3.1. Distributions of key variables

Table 1 presents the distributions of all potential predictor variables by the outcome variable of past-year Pap test. A total of 392 participants (56.7%) reported a past-year Pap test. According to chi square and two-sample t-tests, participants who reported a past-year Pap test were younger (39.2 years vs. 43.4 years, p < 0.0001), more likely to be unemployed (9.8% vs. 4.8%, p = 0.02), higher in self-reported femininity (13.1 vs. 12.3, p = 0.03) and internalized homonegativity (1.48 vs. 1.36, p = 0.004) scores, and more likely to report more than one male sexual partner (42.3% vs. 29.3%, p = 0.045) than those who did not report a past-year Pap test. Sexual orientation (p = 0.01) and race/ethnicity (p = 0.007) distributions also differed significantly between the two groups.

3.2. Overall decision tree model performance

As shown in Table 2, the CART model had a 64.8% accuracy predicting the Pap test outcome (CI 61.1%, 68.4%), which was a significant improvement over the predictive error in the root node, or the entire sample (43.3%). The model's sensitivity was 89.8% (CI 86.4%, 92.6%), reflecting the model's ability to identify those who did receive Pap testing. The model's specificity was 32.1% (CI 26.8%, 37.7%), indicating that the model less accurately identified those who did not report past year Pap testing. The positive predictive value of the model was 63.4% (CI 61.4%, 65.4%), while the negative predictive value of the model was 70.6% (CI 63.2, 77.1%).

Table 2.

Performance statistics for the CART model predicting past-year Pap test (Chicago, 2010–2012).

Statistic Value
Root node error 0.433
Accuracy 0.648
 95% CI (0.611, 0.684)
p-Value [Acc > NIR] 8.5e−06
Sensitivity 0.898
 95% CI (0.864, 0.926)
Specificity 0.321
 95% CI (0.268, 0.377)
Positive predictive value 0.634
 95% CI (0.614, 0.654)
Negative predictive value 0.706
 95% CI (0.632, 0.771)

Note. In this model, Sensitivity represents the proportion of participants that were correctly identified in the model as having received Pap testing. Specificity represents the proportion of participants that did not receive a Pap test in the previous year and were correctly identified in the model. Positive predictive value is the proportion of participants who actually received Pap testing out of all those identified as having received Pap testing in the model. Negative predictive value of the model is the proportion of participants who actually did not receive Pap testing out of all those identified as not having received Pap testing in the model. The p-value represents the probability that the model accuracy is higher than the no information rate.

3.3. Individual participant profiles

Fig. 1 displays the CART model predicting past year Pap test use. The model yielded a total of six predictor variables: participant age, age at drinking onset, health insurance status, internalized homonegativity score, childhood physical abuse, and number of lifetime sexual partners. Thus, among women in this sample, these six of the 25 inputted potential variables were most important in predicting the Pap test outcome.

Fig. 1.

Fig. 1

CART model predicting past-year Pap testing with complexity parameter set to 0.011 (Chicago, 2010–2012).
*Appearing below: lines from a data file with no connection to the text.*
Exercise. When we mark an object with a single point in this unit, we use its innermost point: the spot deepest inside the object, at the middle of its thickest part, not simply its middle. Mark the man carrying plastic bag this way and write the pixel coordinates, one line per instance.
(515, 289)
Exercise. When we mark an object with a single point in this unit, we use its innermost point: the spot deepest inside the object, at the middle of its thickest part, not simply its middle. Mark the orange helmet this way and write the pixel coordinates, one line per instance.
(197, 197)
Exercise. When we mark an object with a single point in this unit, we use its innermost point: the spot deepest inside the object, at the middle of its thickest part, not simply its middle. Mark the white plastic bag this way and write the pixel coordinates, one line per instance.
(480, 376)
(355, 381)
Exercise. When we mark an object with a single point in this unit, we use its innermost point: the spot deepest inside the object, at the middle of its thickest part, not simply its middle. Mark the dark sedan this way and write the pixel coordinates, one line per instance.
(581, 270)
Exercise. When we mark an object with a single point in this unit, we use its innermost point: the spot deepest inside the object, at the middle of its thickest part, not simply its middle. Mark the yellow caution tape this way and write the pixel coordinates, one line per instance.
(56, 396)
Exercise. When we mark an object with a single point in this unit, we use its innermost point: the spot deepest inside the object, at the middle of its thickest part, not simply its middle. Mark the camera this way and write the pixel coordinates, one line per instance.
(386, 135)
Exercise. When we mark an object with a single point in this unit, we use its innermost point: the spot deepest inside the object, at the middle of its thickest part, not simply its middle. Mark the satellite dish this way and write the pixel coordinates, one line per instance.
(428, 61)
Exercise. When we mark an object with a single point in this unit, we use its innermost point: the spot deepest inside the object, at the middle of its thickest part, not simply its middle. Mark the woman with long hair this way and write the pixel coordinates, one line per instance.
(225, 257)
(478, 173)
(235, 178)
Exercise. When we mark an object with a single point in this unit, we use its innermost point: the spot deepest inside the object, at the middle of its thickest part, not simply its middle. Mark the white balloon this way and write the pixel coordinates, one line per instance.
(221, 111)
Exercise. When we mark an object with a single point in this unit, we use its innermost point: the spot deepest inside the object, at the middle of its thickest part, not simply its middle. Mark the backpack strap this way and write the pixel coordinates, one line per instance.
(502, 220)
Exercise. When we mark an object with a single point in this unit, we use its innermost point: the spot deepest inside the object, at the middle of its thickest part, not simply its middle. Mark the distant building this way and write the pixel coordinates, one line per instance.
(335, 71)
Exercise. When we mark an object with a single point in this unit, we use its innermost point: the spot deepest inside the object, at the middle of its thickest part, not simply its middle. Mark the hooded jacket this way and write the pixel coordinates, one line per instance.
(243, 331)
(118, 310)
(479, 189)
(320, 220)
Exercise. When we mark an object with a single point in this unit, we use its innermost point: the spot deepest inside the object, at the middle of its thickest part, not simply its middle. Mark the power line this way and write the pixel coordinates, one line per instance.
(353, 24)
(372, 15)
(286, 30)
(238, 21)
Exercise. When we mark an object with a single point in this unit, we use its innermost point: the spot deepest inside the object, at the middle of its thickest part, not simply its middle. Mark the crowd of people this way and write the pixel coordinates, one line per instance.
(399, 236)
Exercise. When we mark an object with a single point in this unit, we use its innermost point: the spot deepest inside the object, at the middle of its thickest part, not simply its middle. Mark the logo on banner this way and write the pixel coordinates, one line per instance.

Note: Decision tree models are interpreted based on both their overall performance in predicting the outcome accurately as well as individual terminal nodes that predict the outcome for specific subgroups of data. The “root node” of the decision tree displays the distribution of the outcome variable in the entire data set. Each subsequent “node” displays the next splitting variable, the number of participants represented by that node, and the percent of those participants with the outcome of interest. “Terminal nodes” display the outcome distribution (in this case, past-year Pap test) in final subgroups for which further splits would not improve prediction.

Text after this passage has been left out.